According to AP VoteCast, a survey of more than 120,000 people who voted this fall, more than half of voters said support for transgender rights in government and society had gone too far. Around 2 in 10 said the support had not gone far enough and another 2 in 10 said it was about right. But among Trump voters, 85% said support for transgender people had gone too far.

Still, just over half of voters oppose banning gender-affirming medical treatments, such as hormone therapy and puberty blockers, while just under half support such proposals .

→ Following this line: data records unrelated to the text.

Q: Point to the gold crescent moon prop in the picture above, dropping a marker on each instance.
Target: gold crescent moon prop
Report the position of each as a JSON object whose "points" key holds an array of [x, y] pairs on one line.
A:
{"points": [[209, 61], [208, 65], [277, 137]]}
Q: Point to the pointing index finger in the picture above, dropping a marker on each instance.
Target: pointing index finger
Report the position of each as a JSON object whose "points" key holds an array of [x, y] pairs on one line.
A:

About a quarter of Harris voters said support for transgender rights in government and society had gone too far. About 4 in 10 said the results were about right, and about 4 in 10 said the results weren’t far enough.

Trump and the Republicans have relentlessly tried to capitalize on this issue. They piled on transgender athletes, with Trump falsely labeling two Olympic boxers as transgender women. They used Harris’ comments as a presidential candidate in 2019 — before she became vice president — to criticize her for laws granting transgender health care to federal prisoners and detainees.

And Trump has repeatedly and falsely claimed that “your child goes to school and comes home a few days later with surgery” to change their gender.

In reality, the Biden administration argued that Title IX prohibits discrimination based on sexual orientation and gender identity – but Department of Education the rules do not explicitly address transgender athletes. Federal law cited by Trump’s ads requires that people in U.S. government custody have access to gender-affirming medical treatment. These policies were in place throughout Trump’s term from 2017 to 2021; it’s not something the Biden administration has specifically instituted.